Ein Wiener Orchester hat auf eine große Südamerika-Tournee mit etwa 40 Konzerten verzichtet, um bei den gleichzeitig stattfindenden Wiener Festwochen im Juni 1954 mitwirken zu können. Das Gastspielangebot war, wie man hört, besonders günstig und verlockend. Aber die Abwesenheit der Wiener Symphoniker in der kritischen Zeit hätte das Internationale Musikfest in Frage gestellt, das einen sehr wesentlichen Bestandteil der Festwochen bildet, und dessen schwierige Programme größtenteils von diesem Orchester exekutiert werden.

Soll man dieser versäumten Gelegenheit zur „Auslandswerbung“ nachtrauern — oder darf man sich über den Verzicht freuen?

Wir meinen, daß man das Orchester zu seiner Entscheidung beglückwünschen soll. Denn die Zeiten ändern sich, und mit ihnen auch die Art und Weise der wirksamsten Kulturwerbung.
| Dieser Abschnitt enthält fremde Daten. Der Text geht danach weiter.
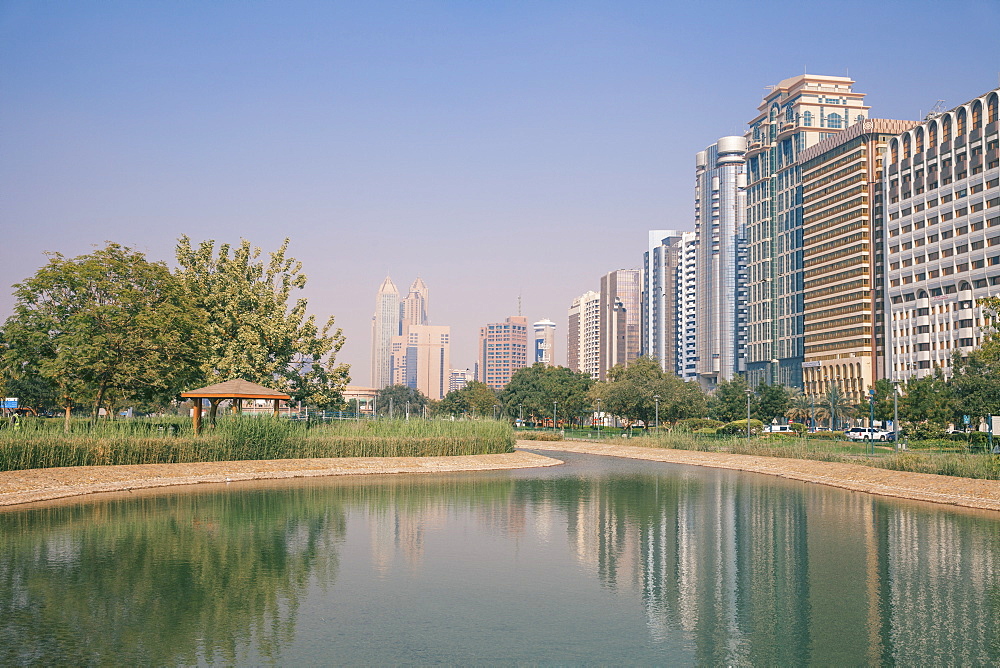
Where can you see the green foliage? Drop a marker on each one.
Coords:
(393, 401)
(105, 328)
(475, 399)
(631, 393)
(253, 329)
(532, 391)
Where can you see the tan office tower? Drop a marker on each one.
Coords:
(427, 354)
(385, 325)
(942, 190)
(843, 258)
(503, 349)
(621, 319)
(583, 335)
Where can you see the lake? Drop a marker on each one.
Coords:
(599, 561)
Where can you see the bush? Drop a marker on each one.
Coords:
(695, 424)
(739, 428)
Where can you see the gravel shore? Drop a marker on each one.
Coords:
(19, 487)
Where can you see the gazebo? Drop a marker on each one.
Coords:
(237, 390)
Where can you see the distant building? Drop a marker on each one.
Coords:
(545, 340)
(659, 297)
(503, 349)
(385, 326)
(942, 236)
(620, 319)
(583, 335)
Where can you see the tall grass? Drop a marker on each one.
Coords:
(39, 444)
(964, 465)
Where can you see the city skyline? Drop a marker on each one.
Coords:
(347, 129)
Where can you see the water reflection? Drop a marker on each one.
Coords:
(696, 566)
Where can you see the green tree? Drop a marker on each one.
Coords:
(396, 400)
(532, 391)
(254, 330)
(729, 401)
(475, 398)
(631, 393)
(103, 326)
(772, 402)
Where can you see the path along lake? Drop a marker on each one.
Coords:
(600, 561)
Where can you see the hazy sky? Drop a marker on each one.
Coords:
(492, 148)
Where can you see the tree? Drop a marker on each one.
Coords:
(772, 401)
(103, 326)
(473, 399)
(729, 402)
(532, 390)
(397, 400)
(253, 329)
(631, 393)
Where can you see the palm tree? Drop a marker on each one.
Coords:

In den vergangenen Jahren, bald nach 1945, waren nicht nur die Kunstschätze aus Oesterreich, sondern auch zahlreiche Ensembles im Ausland und hatten dort großen, ja allergrößten Erfolg. Man hat uns oft versichert, daß ein einziges Gastspiel der Philharmoniker oder der Wiener Staatsoper zuweilen mehr bewirkt habe als jahrelange Bemühungen der Diplomaten. Nun, das mag eine enthusiastische Uebertreibung sein. Denn wir leben nicht mehr in den Tagen des Orpheus, und ernste politische oder wirtschaftliche Differenzen werden nicht mit Gesang und Saitenspiel aus der Welt geschafft. Trotzdem soll man, was da für Oesterreich geleistet wurde, ohne Einschränkung dankbar anerkennen und gelten lassen. Zumal ja vielen Ausländern, die gern nach Wien gekommen wären, der Zugang in unsere Stadt so gut wie verwehrt war.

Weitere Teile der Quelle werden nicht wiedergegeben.